The selection for The Lives of Great Photographers exhibition was a difficult one for our curators. The photographers in the exhibition were chosen according to five categories and we have displayed the best examples from each. Only photographers who had died and therefore completed their life's work were chosen as it was thought that only then could a photographer be judged.
But, there are so many photographers who could or should be 'great'. What does the word 'great' even mean in this context? Does the praise of an expert make a photographer great? Does a great life make a great photographer? Robert Capa lived a risk-taking, high-society, celebrity lifestyle and Weegee was a master of self-promotion, whilst others were more obscure during their lifetime but left a great legacy.
A couple of weeks ago, the exhibition's curator, Brian Liddy, and Anne McNeill, Director of Impressions Gallery met to discuss this question, and explore wider issues surrounding the exhibition. You can watch the video of the interview which took place in Gallery One right here:
Brian kindly agreed to write about the interview for our blog:
"I was feeling a bit apprehensive about being interviewed by Anne McNeill about ‘The Lives of Great Photographers’, which I had selected the photographs for.
"All of this was to be in front of an audience, and on top of that we were to be filmed by my colleague, Emma Shaw with a view to putting it on the web. Yikes! The whole idea for the event was Emma’s, and was arranged by another colleague, Fozia Bano. She knew it would go down well, said we should go for it and encouraged me all the way.

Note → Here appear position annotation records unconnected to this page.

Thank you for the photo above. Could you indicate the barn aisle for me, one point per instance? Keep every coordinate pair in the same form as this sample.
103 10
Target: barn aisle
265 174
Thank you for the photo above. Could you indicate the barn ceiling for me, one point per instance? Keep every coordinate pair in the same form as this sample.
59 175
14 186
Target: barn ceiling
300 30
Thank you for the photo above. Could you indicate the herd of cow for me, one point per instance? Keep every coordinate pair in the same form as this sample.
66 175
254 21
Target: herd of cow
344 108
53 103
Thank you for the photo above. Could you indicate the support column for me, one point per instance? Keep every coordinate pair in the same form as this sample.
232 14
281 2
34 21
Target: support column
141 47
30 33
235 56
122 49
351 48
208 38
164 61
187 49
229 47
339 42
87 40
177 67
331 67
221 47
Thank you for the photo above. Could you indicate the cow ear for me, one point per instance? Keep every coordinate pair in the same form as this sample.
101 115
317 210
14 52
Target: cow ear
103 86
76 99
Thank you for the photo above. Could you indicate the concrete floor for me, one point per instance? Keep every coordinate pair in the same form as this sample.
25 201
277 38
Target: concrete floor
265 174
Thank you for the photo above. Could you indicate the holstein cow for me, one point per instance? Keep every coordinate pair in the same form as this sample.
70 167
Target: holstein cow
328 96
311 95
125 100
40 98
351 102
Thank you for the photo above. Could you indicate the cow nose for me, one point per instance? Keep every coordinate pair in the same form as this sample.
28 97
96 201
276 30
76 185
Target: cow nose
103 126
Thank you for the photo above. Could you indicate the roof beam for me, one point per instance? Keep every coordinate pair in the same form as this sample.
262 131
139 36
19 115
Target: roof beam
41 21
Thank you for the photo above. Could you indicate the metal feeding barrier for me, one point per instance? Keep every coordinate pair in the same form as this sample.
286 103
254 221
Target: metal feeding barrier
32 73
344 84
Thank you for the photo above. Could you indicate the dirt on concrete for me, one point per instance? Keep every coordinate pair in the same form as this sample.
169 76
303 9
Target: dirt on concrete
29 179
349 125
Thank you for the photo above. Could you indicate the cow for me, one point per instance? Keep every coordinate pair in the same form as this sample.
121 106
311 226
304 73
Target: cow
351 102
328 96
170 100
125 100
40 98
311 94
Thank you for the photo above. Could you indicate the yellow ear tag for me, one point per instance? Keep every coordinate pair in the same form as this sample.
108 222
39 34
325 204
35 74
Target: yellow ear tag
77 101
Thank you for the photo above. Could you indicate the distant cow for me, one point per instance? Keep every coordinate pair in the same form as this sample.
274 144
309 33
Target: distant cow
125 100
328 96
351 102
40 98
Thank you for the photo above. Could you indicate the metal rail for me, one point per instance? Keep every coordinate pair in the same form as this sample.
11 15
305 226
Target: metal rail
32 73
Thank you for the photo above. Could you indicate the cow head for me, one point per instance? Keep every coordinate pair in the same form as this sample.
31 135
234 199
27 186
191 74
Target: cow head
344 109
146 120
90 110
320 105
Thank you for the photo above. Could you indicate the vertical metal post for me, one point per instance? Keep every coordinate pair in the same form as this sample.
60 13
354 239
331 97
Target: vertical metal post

"So, Anne and I met beforehand to have a chat about the ‘interrogation’, but I didn’t know what questions she was going to ask me on the night, which made me nervous. Also, Anne is really knowledgeable, has strong views and isn’t afraid to speak her mind. All of this made me nervous, but I needn’t have been. Anne was great, and really put me at ease right from the start."
"Don’t get me wrong - it was a serious event, with important issues to be raised, but Anne phrased her questions as if she was more of an interested friend than an adversary. So, thanks to her I actually began to enjoy myself once we began.
"I had chosen photographs for the exhibition by famous photographers such as Alfred Stieglitz, Edward Steichen, Dorothea Lange, Bill Brandt, Julia Margaret Cameron, Fay Godwin, Cartier-Bresson and Weegee for the show. But there are also less well known photographers such as George Davison and Edith Tudor Hart. I would have to account for their inclusion, why I had chosen the photographs I did, and perhaps explain why photographers like Ansel Adams and Cindy Sherman weren’t in the exhibition. It could have spelled trouble!
"But in the end we talked about things like the history of the National Photography Collection, and why it's shaped the way it is. I explained that as an institution we’re much older than you might think. Not everyone knows that we’re part of a wider group of museums called NMSI which includes the Science Museum, and that we moved from London 26 years ago, but the collections here have been growing since the 1880s.
"It was good to be able to explain that although Julia Margaret Cameron’s work has been in our collection since that period, it would have been acquired as examples of albumen prints from wet collodion negatives rather than works of art. That side of her work would have been covered by the V&A Museum and the Royal Photographic Society.
"I was pleased that people asked questions, and that we were able to have a few laughs along the way. Now I’m looking forward to doing more events like last night in the future, and hope to maybe see you there."